Personally, better way to phrase might be "Does anybody you've actually met, visually viewed, use OpenClaw? Can you verify them using the software nearby?"
In a few years, it's become so easy to falsify articles, falsify comments, falsify images, difficult to really even trust responses online anyways. As far back as 2016, Microsoft already had bots deployed online that could respond 96,000 times [1] in 16 hours all over social media. Remember Tay? [1][2]
When you have insane amounts of capital and your gpu and talent needs are more or less met, there is a capital relief valve known as growth hacking. It only works if the consumer isn’t aware they’re being hacked.

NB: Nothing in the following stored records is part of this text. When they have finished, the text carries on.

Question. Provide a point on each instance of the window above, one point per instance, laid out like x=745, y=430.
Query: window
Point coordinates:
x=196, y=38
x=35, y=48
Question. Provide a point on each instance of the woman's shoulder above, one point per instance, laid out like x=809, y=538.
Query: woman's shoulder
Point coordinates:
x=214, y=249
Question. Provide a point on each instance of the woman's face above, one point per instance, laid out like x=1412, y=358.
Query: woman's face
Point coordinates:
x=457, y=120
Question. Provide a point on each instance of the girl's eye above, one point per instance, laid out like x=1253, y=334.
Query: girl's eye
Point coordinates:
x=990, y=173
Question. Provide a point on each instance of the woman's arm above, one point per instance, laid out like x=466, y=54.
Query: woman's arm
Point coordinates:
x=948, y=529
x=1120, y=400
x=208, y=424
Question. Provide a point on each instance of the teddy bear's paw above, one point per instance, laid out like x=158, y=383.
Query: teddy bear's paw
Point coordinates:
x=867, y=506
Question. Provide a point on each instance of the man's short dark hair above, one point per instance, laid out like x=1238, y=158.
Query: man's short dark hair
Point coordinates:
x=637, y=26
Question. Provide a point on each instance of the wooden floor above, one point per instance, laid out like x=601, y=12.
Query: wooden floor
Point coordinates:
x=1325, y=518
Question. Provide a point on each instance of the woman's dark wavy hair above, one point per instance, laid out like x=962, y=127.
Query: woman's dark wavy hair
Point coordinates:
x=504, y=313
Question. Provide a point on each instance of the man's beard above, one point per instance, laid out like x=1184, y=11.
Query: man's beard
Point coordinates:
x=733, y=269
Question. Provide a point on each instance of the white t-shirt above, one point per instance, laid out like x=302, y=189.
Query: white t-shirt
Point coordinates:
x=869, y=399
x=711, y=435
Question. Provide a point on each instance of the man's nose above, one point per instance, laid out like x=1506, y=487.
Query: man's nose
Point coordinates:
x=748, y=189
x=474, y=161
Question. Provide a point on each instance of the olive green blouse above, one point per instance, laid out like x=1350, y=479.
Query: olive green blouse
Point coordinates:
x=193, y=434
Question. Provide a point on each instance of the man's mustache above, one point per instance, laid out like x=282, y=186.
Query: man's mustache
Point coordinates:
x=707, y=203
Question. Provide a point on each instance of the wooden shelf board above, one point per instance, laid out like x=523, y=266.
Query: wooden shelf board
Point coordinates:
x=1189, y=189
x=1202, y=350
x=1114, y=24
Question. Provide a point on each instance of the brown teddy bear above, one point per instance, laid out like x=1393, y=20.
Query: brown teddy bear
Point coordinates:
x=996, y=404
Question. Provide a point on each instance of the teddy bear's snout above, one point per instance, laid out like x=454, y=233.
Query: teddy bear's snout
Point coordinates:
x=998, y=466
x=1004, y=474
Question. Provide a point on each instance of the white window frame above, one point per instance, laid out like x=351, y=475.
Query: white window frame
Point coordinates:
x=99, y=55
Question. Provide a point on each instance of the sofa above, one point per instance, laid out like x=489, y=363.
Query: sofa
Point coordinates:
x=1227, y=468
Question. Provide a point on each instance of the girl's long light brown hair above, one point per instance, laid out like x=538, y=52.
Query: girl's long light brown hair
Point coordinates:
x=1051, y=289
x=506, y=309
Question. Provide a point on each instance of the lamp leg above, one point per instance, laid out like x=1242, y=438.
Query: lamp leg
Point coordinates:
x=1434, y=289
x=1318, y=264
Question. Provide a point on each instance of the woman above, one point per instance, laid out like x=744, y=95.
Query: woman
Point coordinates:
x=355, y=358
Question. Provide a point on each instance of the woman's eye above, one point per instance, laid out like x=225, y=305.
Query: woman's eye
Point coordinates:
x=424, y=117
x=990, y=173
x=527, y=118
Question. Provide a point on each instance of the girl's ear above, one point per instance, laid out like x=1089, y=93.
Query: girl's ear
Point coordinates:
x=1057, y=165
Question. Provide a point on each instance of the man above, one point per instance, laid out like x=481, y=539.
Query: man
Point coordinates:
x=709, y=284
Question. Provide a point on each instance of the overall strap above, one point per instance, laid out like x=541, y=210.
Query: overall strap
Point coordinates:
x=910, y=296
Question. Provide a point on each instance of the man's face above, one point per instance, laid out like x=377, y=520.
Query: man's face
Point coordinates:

No. They want you to believe in the hype and that LLMs are the death of programmers and limitless. OpenClaw and other such agents are sold as a tool that "can do anything" but behind the scenes, the implication is still that big LLM is driving it. So both are conflated.
In a few years, it's become so easy to falsify articles, falsify comments, falsify images, difficult to really even trust responses online anyways. As far back as 2016, Microsoft already had bots deployed online that could respond 96,000 times [1] in 16 hours all over social media. Remember Tay? [1][2]
[1] https://www.theverge.com/2016/3/24/11297050/tay-microsoft-ch...
[2] https://en.wikipedia.org/wiki/Tay_(chatbot)
Even official government responses.
The British Royal family went to falsification immediately. [3] Note child's broken fingers bent sideways (lower left, didn't even get circled)
[3] https://inews.co.uk/news/signs-princess-kate-royal-family-ph...
The White House is posting altered arrest images of people. [4]
[4] https://www.theguardian.com/us-news/2026/jan/22/white-house-...
Can't trust this stuff much anymore. Obvious caveat with this post.